Spring Break is Next Week!!

Spring Break is next week! It is hard to believe with heaps of snow all around us after that last storm.    Some of you may be planning a trip to the ski slopes or a trip to the beach,or maybe you are just staying home and planning some fun things to do with friends.  Spring Break can be a great, relaxing time!  How does the saying go?  “Whatever  happens on Spring Break, stays on Spring Break” –  Right?  Well, maybe.  You don’t want to be bringing home anything that you would be embarrassed to explain to your Gramma, you know, right?

Whatever your plans,  please be safe!  Here are some tips to stay safe not just for Spring Break, but anytime.

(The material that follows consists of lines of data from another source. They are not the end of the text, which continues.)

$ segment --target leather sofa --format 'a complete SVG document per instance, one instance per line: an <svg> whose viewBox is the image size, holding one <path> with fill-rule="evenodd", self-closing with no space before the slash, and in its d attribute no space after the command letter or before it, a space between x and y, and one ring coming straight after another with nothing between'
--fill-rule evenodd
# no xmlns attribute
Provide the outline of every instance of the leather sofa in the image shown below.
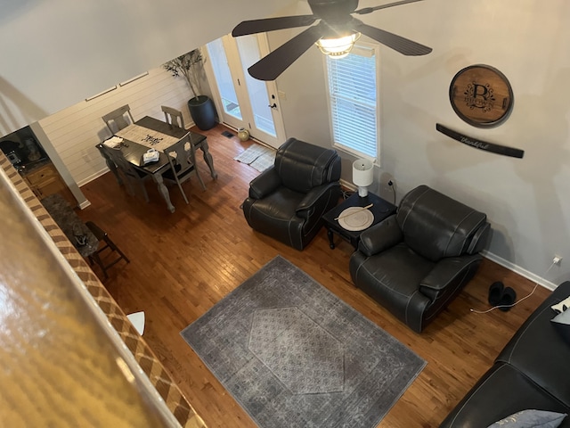
<svg viewBox="0 0 570 428"><path fill-rule="evenodd" d="M289 138L273 167L249 184L242 204L248 224L297 250L303 250L323 226L322 215L340 198L340 156Z"/></svg>
<svg viewBox="0 0 570 428"><path fill-rule="evenodd" d="M420 333L473 277L489 231L483 212L419 185L396 214L362 232L352 280Z"/></svg>
<svg viewBox="0 0 570 428"><path fill-rule="evenodd" d="M526 409L570 415L570 343L550 323L550 307L568 296L570 281L533 312L440 428L486 427ZM570 427L570 416L559 426Z"/></svg>

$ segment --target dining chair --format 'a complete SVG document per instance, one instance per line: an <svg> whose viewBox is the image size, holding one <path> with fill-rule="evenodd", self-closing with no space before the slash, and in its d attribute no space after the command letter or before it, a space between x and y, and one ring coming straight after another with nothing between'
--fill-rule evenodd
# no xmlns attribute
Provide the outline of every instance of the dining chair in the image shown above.
<svg viewBox="0 0 570 428"><path fill-rule="evenodd" d="M118 109L113 110L110 113L105 114L102 117L109 130L115 134L117 131L120 131L124 128L134 123L133 115L131 114L131 108L128 104L125 104ZM111 128L111 124L115 124L117 129Z"/></svg>
<svg viewBox="0 0 570 428"><path fill-rule="evenodd" d="M150 200L146 187L144 186L144 181L149 178L150 176L135 169L131 162L125 159L120 150L111 149L105 144L101 145L102 150L104 151L110 160L117 166L116 172L123 176L124 179L121 181L126 184L127 192L134 196L135 193L133 184L135 184L141 188L144 201L148 202Z"/></svg>
<svg viewBox="0 0 570 428"><path fill-rule="evenodd" d="M163 178L175 181L184 201L186 203L190 203L182 184L190 180L192 173L196 174L202 189L206 190L206 185L204 185L204 182L198 172L198 168L196 168L196 152L194 144L191 143L190 134L187 134L178 143L166 149L164 152L168 157L170 169L162 174Z"/></svg>
<svg viewBox="0 0 570 428"><path fill-rule="evenodd" d="M121 251L118 249L118 247L115 244L115 243L111 241L111 239L109 237L109 235L107 235L107 232L105 232L103 229L99 227L93 221L86 222L86 226L89 228L89 230L91 230L93 235L95 235L95 237L99 240L100 243L104 243L102 247L99 248L95 252L94 252L89 256L89 262L92 265L94 262L99 266L99 268L101 268L101 269L103 271L103 276L105 276L105 279L109 277L109 275L107 274L107 269L109 269L111 266L114 266L115 264L118 263L120 260L125 260L126 263L130 263L131 260L129 260L128 258L125 255L125 253ZM104 251L107 249L110 250L110 252L107 251L105 256L102 256L101 254L102 253L102 251ZM110 255L114 252L118 254L118 257L114 257L112 258L112 259L110 260L109 259Z"/></svg>
<svg viewBox="0 0 570 428"><path fill-rule="evenodd" d="M167 105L161 105L160 108L162 109L162 111L164 111L164 117L167 123L168 123L171 127L178 127L182 128L183 129L186 129L184 127L184 119L182 116L182 111ZM217 172L216 172L216 169L214 169L214 159L212 159L212 155L210 154L209 149L208 147L206 136L192 132L191 133L190 138L194 144L194 152L196 152L198 149L202 151L202 153L204 154L204 161L210 169L210 175L212 176L212 178L217 178Z"/></svg>
<svg viewBox="0 0 570 428"><path fill-rule="evenodd" d="M182 111L167 105L161 105L160 109L164 111L164 118L167 123L172 127L182 128L185 129L184 119L182 117Z"/></svg>

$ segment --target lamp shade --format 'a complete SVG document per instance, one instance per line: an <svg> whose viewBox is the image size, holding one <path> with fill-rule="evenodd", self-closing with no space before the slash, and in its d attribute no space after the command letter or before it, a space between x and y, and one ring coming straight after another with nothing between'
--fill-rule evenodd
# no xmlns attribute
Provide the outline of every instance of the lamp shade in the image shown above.
<svg viewBox="0 0 570 428"><path fill-rule="evenodd" d="M357 159L353 162L353 183L358 186L358 194L366 196L366 187L374 181L374 164L368 159Z"/></svg>

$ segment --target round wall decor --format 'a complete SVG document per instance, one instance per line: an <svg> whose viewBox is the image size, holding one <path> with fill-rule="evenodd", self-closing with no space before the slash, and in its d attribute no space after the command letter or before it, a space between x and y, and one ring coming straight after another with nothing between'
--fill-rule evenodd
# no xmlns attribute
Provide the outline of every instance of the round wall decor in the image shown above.
<svg viewBox="0 0 570 428"><path fill-rule="evenodd" d="M459 71L449 86L449 98L457 115L478 128L500 125L513 108L513 90L505 75L484 64Z"/></svg>

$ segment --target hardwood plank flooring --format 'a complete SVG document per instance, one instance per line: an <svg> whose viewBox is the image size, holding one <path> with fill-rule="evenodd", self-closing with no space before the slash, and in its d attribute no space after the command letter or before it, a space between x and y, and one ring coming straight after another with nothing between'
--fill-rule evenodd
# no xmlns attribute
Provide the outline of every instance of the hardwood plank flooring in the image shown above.
<svg viewBox="0 0 570 428"><path fill-rule="evenodd" d="M207 191L195 179L186 183L186 205L176 185L169 186L174 214L151 182L149 203L140 195L128 195L110 173L82 187L92 204L79 216L108 231L131 259L110 269L104 282L107 289L126 313L145 311L144 338L209 427L251 428L254 422L180 331L281 254L428 361L379 426L437 426L550 292L539 286L509 312L470 312L471 308L487 309L487 291L494 281L515 288L520 297L534 286L485 259L459 298L424 333L415 333L353 285L348 243L337 238L337 248L330 250L323 228L305 250L297 251L249 228L240 205L249 181L259 173L232 160L251 143L227 138L222 136L224 130L221 125L197 130L208 136L218 178L210 177L199 157ZM96 267L94 270L102 278Z"/></svg>

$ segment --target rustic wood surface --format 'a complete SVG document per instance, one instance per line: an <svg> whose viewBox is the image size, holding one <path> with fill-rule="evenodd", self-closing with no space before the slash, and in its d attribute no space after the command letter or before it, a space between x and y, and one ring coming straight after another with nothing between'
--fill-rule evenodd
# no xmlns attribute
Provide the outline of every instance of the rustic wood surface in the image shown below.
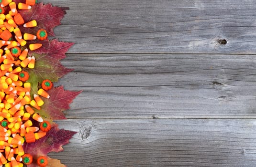
<svg viewBox="0 0 256 167"><path fill-rule="evenodd" d="M62 62L74 70L56 85L83 91L57 122L78 132L50 157L68 167L255 167L255 0L43 1L70 8L55 32L76 43Z"/></svg>

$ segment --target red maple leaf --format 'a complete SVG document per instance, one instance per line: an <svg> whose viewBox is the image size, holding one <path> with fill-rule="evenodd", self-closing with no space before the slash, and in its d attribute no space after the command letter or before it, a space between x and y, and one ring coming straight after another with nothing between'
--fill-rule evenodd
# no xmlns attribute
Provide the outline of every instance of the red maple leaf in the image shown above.
<svg viewBox="0 0 256 167"><path fill-rule="evenodd" d="M69 104L81 92L65 90L63 86L53 88L48 91L50 98L47 99L42 97L45 104L40 110L36 111L48 119L66 119L62 112L69 108Z"/></svg>
<svg viewBox="0 0 256 167"><path fill-rule="evenodd" d="M31 155L35 159L40 156L47 157L47 154L50 152L62 151L62 146L68 143L69 140L76 133L63 129L59 129L57 125L54 124L43 138L33 143L25 143L23 146L24 151ZM27 167L38 167L35 162L36 160L33 160L33 163Z"/></svg>
<svg viewBox="0 0 256 167"><path fill-rule="evenodd" d="M54 36L53 28L60 24L60 21L66 13L65 10L68 9L68 8L52 6L50 3L36 4L30 10L20 10L20 13L25 22L35 20L37 26L28 29L21 26L19 28L22 32L33 34L36 34L38 30L43 29L46 31L48 35Z"/></svg>
<svg viewBox="0 0 256 167"><path fill-rule="evenodd" d="M49 55L52 58L60 60L66 57L65 53L74 43L60 42L57 40L54 39L50 41L44 41L42 44L42 47L35 50L35 52L39 54L49 53Z"/></svg>

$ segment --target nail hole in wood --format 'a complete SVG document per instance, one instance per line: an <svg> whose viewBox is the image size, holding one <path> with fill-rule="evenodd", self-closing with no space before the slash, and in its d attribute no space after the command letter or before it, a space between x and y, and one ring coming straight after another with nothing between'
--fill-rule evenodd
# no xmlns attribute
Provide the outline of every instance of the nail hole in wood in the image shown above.
<svg viewBox="0 0 256 167"><path fill-rule="evenodd" d="M227 40L226 40L225 39L222 39L219 40L219 43L220 43L220 44L222 45L225 45L226 44L227 44Z"/></svg>

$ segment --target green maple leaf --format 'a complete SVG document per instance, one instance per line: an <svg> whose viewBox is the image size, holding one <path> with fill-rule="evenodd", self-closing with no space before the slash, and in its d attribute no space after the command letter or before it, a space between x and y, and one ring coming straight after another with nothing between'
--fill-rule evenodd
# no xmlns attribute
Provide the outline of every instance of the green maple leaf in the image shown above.
<svg viewBox="0 0 256 167"><path fill-rule="evenodd" d="M49 53L33 53L33 55L36 60L34 68L24 69L29 74L27 82L31 84L31 95L37 94L38 85L44 80L56 82L59 78L73 70L63 66L58 60L55 59Z"/></svg>

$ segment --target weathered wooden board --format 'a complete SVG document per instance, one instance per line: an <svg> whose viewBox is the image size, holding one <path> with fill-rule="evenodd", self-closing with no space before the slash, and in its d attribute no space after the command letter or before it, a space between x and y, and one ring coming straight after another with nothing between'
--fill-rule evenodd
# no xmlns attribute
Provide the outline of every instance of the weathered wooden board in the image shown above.
<svg viewBox="0 0 256 167"><path fill-rule="evenodd" d="M70 8L55 30L69 52L256 53L254 0L43 1Z"/></svg>
<svg viewBox="0 0 256 167"><path fill-rule="evenodd" d="M77 54L68 118L256 118L256 56Z"/></svg>
<svg viewBox="0 0 256 167"><path fill-rule="evenodd" d="M65 152L50 154L68 167L256 163L255 120L80 119L58 123L78 132Z"/></svg>

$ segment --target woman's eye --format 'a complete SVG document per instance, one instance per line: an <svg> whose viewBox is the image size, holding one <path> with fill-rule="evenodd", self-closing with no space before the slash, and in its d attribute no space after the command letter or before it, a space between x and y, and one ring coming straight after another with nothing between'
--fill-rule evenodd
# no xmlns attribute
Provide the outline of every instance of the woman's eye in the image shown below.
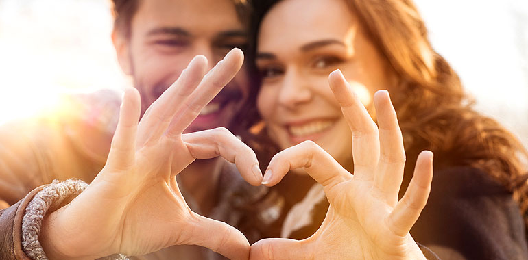
<svg viewBox="0 0 528 260"><path fill-rule="evenodd" d="M317 69L324 69L339 64L343 60L331 56L320 57L315 60L313 67Z"/></svg>
<svg viewBox="0 0 528 260"><path fill-rule="evenodd" d="M281 75L284 71L280 67L269 67L260 70L261 76L263 79L273 78Z"/></svg>

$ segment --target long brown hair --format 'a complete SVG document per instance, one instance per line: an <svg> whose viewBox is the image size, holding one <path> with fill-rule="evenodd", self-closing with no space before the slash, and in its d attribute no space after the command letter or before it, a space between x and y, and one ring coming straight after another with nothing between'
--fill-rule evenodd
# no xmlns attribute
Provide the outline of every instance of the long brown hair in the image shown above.
<svg viewBox="0 0 528 260"><path fill-rule="evenodd" d="M279 1L254 1L252 53L262 18ZM472 109L474 102L464 93L458 75L431 47L412 1L346 2L400 75L399 84L389 90L406 151L428 149L436 161L483 170L513 193L528 226L528 174L523 164L526 150L497 122Z"/></svg>

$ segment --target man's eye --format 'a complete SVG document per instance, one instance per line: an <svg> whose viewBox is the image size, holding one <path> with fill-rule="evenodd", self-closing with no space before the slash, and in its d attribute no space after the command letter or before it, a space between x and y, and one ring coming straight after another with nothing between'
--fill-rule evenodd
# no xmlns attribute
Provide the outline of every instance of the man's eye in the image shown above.
<svg viewBox="0 0 528 260"><path fill-rule="evenodd" d="M187 44L187 42L178 40L158 40L154 44L169 47L180 47Z"/></svg>
<svg viewBox="0 0 528 260"><path fill-rule="evenodd" d="M333 56L322 56L315 59L313 67L317 69L325 69L343 62L343 60Z"/></svg>
<svg viewBox="0 0 528 260"><path fill-rule="evenodd" d="M231 50L233 48L238 48L242 51L246 51L248 50L248 46L249 45L247 42L241 42L241 43L224 44L221 44L219 47L221 49L224 49L226 50Z"/></svg>

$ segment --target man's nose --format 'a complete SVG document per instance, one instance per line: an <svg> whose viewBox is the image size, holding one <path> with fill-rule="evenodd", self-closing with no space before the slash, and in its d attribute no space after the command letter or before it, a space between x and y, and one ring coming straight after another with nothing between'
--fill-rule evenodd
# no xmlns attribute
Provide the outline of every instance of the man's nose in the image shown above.
<svg viewBox="0 0 528 260"><path fill-rule="evenodd" d="M312 99L309 80L295 69L287 70L278 93L278 102L288 109L307 103Z"/></svg>

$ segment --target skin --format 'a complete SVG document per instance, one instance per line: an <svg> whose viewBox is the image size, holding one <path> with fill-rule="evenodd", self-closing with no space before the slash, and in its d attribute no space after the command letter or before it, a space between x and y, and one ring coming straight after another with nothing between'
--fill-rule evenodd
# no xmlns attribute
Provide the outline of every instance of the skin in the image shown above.
<svg viewBox="0 0 528 260"><path fill-rule="evenodd" d="M332 93L354 141L353 176L308 141L276 155L268 167L268 179L262 181L254 153L226 129L184 133L242 62L241 51L235 49L204 75L207 60L197 56L147 109L142 109L137 90L125 92L106 165L84 192L44 220L40 242L49 259L143 255L175 244L200 245L241 260L424 259L409 230L427 201L432 154L418 157L409 190L398 202L405 153L386 92L374 96L379 133L343 75L330 76ZM330 201L323 225L304 241L264 239L250 248L237 229L193 212L176 176L195 159L217 156L235 163L252 185L274 185L289 170L304 168L324 185Z"/></svg>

  • Choose not to drink if you are driving, or be safe with a designated driver.
  • If you aren’t 21, don’t drink at all!
  • Wear your seatbelt. Always. It’s your best protection in a crash.
  • Distracted driving is dangerous. Park the car to check mobile devices.
  • Don’t drive while under the influence of other substances, or, just to be safe,  don’t take any other substances. 
  • Be careful when driving while taking some prescription drugs.  They can cause sleepiness or inattention. They can also be especially dangerous if  mixed with alcohol.
  • Respect other peoples’ right, and your own, to choose not to take various substances or drink.
  • Respect state laws and campus policies.
  • Stay out of dangerous situations involving alcohol and/or drugs whether in a car, bar or bedroom.
  • If a friend drinks to the point of passing out, alcohol poisoning is a real danger. If you’re concerned,  seek medical attention. Better safe than sorry!
  • If you happen to be in need of some cash, be careful around ATM’s.
  • Go places with friends or at least tell them where you are going and when to expect you back.
  • If you have never been to a place you are going on Spring Break, (or otherwise), do your homework! Get a map or one of those tourist books with all the information you need to get around safely. Check the hotel website.  Besides, the more you know about where you are going, the more fun you will have!
  • Check to see  if your cell phone carrier has coverage where you are going.

These are just a few suggestions.   Have a Great and Safe Spring Break!